(Phys.org) — Quando si tratta di nanomedicina, più piccolo è, sorprendentemente, non sempre migliore.
I ricercatori della UCLA Henry Samueli School of Engineering e Applied Science hanno determinato che le dimensioni ridotte dei biosensori basati su nanofili, che gli operatori sanitari utilizzano per rilevare le proteine che segnano l'insorgenza dell'insufficienza cardiaca, cancro e altri rischi per la salute, non è ciò che li rende più sensibili di altri dispositivi diagnostici. Piuttosto, ciò che conta di più è l'interazione tra gli ioni carichi nel campione biologico in esame e le proteine cariche catturate sulla superficie dei sensori.
La scoperta contrasta anni di saggezza convenzionale secondo cui un biosensore può essere reso più sensibile semplicemente riducendo il diametro dei nanofili che compongono il dispositivo. Questa ipotesi ha guidato centinaia di costosi sforzi di ricerca e sviluppo nel campo della nanomedicina, in cui vengono utilizzati minuscoli materiali e dispositivi per rilevare, diagnosticare e curare la malattia.
La ricerca suggerisce nuove direzioni per la progettazione di biosensori per migliorare la loro sensibilità e renderli più pratici per i medici e, infine, pazienti stessi—da usare.
"Questa è la prima volta che è stata messa in discussione la comprensione del motivo per cui il biorilevamento dei nanofili funziona, " disse Chi On Chui, un professore associato di ingegneria elettrica e bioingegneria all'UCLA il cui laboratorio ha svolto la ricerca. "Il vantaggio non deriva dal fatto che i fili sono su scala nanometrica, ma piuttosto come la loro geometria riduce la capacità degli ioni di inibire il rilevamento delle proteine. Questa ricerca potrebbe essere un passo verso lo sviluppo di prodotti sofisticati, dispositivi portatili e convenienti per rilevare con precisione una serie di malattie."
La ricerca è stata pubblicata il 25 marzo nel Atti dell'Accademia Nazionale delle Scienze .

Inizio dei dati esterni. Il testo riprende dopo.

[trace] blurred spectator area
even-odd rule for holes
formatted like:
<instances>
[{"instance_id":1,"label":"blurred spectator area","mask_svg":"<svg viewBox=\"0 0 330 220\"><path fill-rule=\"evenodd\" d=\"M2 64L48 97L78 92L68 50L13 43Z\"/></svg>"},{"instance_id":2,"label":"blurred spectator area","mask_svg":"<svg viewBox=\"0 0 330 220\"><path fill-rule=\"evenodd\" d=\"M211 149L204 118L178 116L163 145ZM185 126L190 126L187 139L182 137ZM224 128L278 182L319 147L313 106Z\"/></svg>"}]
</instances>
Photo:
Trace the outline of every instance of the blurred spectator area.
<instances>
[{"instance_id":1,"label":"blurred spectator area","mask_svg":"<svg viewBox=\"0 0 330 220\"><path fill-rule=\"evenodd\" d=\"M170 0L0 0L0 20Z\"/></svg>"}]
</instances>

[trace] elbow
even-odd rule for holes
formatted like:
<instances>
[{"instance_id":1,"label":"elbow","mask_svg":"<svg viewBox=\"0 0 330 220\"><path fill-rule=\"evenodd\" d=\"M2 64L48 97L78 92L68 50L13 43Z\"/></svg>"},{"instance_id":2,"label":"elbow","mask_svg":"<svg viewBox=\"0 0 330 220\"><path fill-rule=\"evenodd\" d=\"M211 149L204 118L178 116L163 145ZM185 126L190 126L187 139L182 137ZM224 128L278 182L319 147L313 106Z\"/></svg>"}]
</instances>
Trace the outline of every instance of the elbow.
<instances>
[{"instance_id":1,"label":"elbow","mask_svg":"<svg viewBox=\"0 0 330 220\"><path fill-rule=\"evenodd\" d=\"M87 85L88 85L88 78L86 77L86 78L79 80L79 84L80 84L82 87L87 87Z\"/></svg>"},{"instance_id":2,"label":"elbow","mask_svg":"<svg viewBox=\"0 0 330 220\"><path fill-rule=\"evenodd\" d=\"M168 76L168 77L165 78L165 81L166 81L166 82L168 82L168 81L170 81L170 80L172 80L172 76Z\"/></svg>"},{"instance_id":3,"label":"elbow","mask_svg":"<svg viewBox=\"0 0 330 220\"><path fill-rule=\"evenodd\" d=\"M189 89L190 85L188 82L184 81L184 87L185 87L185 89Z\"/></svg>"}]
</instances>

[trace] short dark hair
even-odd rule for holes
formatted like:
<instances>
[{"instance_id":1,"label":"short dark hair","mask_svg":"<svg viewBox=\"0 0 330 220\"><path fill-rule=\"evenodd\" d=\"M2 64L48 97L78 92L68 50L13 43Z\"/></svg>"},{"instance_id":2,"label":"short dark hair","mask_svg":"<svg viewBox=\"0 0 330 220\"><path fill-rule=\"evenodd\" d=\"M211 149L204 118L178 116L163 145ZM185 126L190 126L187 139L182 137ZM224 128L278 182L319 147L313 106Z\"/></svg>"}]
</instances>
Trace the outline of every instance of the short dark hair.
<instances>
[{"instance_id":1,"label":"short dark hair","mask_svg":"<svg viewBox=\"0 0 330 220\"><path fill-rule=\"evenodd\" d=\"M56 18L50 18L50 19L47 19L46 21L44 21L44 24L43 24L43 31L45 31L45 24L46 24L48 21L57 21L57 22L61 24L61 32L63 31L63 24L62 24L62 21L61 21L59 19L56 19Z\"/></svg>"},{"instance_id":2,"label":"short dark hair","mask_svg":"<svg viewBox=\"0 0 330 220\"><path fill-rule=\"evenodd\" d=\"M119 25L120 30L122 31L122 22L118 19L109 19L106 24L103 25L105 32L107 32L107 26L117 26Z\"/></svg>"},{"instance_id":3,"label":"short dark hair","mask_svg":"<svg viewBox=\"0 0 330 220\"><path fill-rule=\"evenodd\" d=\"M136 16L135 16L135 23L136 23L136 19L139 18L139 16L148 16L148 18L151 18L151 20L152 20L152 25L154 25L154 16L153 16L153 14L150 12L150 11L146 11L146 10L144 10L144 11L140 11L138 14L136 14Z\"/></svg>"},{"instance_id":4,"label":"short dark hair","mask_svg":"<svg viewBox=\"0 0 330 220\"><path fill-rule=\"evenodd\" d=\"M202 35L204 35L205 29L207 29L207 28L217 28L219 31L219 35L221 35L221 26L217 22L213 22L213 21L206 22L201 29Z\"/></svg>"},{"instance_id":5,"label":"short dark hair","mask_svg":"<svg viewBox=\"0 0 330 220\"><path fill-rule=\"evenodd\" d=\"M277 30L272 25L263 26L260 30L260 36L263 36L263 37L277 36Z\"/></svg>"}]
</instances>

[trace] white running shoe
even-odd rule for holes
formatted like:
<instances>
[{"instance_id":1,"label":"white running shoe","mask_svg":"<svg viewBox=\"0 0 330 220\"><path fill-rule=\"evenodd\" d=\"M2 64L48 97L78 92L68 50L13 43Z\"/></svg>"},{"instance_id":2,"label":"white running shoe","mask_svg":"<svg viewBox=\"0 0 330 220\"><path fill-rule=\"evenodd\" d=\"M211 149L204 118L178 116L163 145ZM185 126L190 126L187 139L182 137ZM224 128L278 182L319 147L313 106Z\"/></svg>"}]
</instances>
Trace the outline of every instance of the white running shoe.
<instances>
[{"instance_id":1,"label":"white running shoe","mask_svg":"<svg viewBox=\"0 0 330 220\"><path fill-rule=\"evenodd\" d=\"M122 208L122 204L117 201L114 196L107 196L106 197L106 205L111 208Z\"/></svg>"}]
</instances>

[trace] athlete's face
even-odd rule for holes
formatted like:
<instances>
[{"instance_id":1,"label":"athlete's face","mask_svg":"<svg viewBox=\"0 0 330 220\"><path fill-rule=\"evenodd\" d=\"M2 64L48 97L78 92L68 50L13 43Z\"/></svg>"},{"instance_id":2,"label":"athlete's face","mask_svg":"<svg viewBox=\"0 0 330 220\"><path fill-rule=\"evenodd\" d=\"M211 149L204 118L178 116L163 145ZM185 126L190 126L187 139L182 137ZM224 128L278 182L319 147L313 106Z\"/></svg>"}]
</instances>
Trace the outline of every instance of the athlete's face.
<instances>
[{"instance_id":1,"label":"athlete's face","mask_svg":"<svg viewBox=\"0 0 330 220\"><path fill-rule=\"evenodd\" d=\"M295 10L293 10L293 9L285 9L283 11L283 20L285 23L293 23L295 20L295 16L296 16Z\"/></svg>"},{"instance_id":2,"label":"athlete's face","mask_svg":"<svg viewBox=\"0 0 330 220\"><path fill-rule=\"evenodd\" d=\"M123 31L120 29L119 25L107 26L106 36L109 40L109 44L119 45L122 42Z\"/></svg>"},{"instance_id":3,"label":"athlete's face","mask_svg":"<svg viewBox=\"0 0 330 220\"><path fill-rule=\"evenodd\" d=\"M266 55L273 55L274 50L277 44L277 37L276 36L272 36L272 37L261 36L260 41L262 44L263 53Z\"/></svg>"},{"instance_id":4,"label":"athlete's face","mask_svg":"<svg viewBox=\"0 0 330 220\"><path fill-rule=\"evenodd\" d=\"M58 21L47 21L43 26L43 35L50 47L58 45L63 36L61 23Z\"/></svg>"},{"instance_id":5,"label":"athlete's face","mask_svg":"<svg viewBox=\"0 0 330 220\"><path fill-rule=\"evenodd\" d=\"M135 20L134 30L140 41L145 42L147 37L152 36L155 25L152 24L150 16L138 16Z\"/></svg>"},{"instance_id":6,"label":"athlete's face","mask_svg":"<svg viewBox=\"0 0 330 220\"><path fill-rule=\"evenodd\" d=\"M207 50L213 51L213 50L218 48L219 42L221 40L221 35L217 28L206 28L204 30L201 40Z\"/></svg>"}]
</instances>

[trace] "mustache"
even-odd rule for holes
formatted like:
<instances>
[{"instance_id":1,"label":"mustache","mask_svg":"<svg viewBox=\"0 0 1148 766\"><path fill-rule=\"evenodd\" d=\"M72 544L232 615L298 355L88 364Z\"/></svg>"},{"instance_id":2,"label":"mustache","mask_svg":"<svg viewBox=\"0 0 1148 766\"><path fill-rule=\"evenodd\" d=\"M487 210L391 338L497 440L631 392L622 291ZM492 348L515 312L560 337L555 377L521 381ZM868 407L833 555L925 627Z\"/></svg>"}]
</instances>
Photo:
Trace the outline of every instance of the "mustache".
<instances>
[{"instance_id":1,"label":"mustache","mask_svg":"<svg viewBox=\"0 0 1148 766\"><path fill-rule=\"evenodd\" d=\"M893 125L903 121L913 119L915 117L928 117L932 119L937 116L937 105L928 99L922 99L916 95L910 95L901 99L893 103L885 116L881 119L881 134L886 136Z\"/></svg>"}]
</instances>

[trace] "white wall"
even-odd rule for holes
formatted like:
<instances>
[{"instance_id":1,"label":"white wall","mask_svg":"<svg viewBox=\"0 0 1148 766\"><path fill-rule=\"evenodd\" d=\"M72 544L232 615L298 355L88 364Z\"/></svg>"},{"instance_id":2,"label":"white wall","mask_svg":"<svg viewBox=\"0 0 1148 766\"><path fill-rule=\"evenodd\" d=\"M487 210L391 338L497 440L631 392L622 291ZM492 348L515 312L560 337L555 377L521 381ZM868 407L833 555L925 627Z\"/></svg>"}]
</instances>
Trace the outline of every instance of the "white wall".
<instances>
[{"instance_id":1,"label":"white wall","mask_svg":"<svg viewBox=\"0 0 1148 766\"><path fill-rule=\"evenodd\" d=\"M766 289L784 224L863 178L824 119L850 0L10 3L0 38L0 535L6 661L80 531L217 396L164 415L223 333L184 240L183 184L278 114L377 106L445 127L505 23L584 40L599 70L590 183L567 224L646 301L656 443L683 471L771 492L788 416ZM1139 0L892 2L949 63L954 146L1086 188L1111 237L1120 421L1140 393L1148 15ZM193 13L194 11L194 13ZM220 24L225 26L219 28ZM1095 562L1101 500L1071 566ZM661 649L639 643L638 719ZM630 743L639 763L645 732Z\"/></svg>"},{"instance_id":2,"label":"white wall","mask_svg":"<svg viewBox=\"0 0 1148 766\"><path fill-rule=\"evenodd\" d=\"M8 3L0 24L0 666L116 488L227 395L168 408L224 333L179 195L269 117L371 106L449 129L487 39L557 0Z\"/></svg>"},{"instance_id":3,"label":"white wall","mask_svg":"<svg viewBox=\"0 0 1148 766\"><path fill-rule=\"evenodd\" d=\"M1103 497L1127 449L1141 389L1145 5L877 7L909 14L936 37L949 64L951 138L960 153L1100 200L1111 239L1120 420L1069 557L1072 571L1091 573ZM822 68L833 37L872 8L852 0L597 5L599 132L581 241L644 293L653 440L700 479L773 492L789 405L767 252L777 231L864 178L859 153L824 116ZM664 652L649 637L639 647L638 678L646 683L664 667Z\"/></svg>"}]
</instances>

I biosensori nanowire sono, in sostanza, transistor elettronici con un diametro inferiore alla larghezza di un singolo globulo rosso. Quando sono esposti a un campione di sangue o ad un altro fluido corporeo, le proteine cariche specifiche per il test vengono catturate sulle superfici dei nanofili. La carica delle proteine catturate cambia la velocità della corrente elettrica che scorre attraverso il transistor a nanofili. Monitorando la corrente elettrica, i ricercatori possono quantificare la concentrazione di proteine nel campione, che può dare loro un'indicazione sulla salute del cuore, diabete e una serie di altre condizioni mediche.
Una sfida all'uso pratico della tecnologia è che oltre alle proteine caricate, molti fluidi fisiologici contengono una grande concentrazione di ioni carichi, come il sodio, potassio e cloruro. Questi ioni circondano le proteine e mascherano la carica proteica, che impedisce al sensore di rilevare le proteine.
I ricercatori nei laboratori possono aggirare questo problema. Ma i medici che eseguono i test sui loro pazienti o i pazienti che monitorano la propria salute a casa non possono farlo senza l'assistenza di un tecnico. Ciò ha ostacolato l'adozione della tecnologia.
La ricerca dell'UCLA migliora la comprensione dell'efficienza dei nanofili in diversi modi. Primo, dimostra che la piccola dimensione dei nanofili non è intrinsecamente responsabile del fatto che superano le loro controparti planari.
Secondo, dimostra che il miglioramento delle prestazioni deriva dal fatto che lo screening ionico è ridotto in spazi ristretti, come gli angoli tra un nanofilo e la base su cui si trova, perché gli ioni hanno difficoltà ad avvicinarsi alle proteine. Questo effetto d'angolo esiste nella maggior parte delle strutture di biorilevamento, se sono su scala nanometrica o meno; ma l'effetto diventa più importante su scala nanometrica.
La ricerca mostra anche che in generale, i dispositivi con superfici concave funzionano in modo più efficiente rispetto a quelli con superfici convesse.
"La mia speranza è che i ricercatori possano utilizzare questa comprensione per fare due cose, " disse Kaveh Shoorideh, lo studente laureato in Ingegneria UCLA che è il primo autore della ricerca. "Primo, realizzare biosensori sensibili senza ricorrere a costosi nanofili, e secondo, trovare modi per ridurre lo screening ionico senza richiedere un tecnico".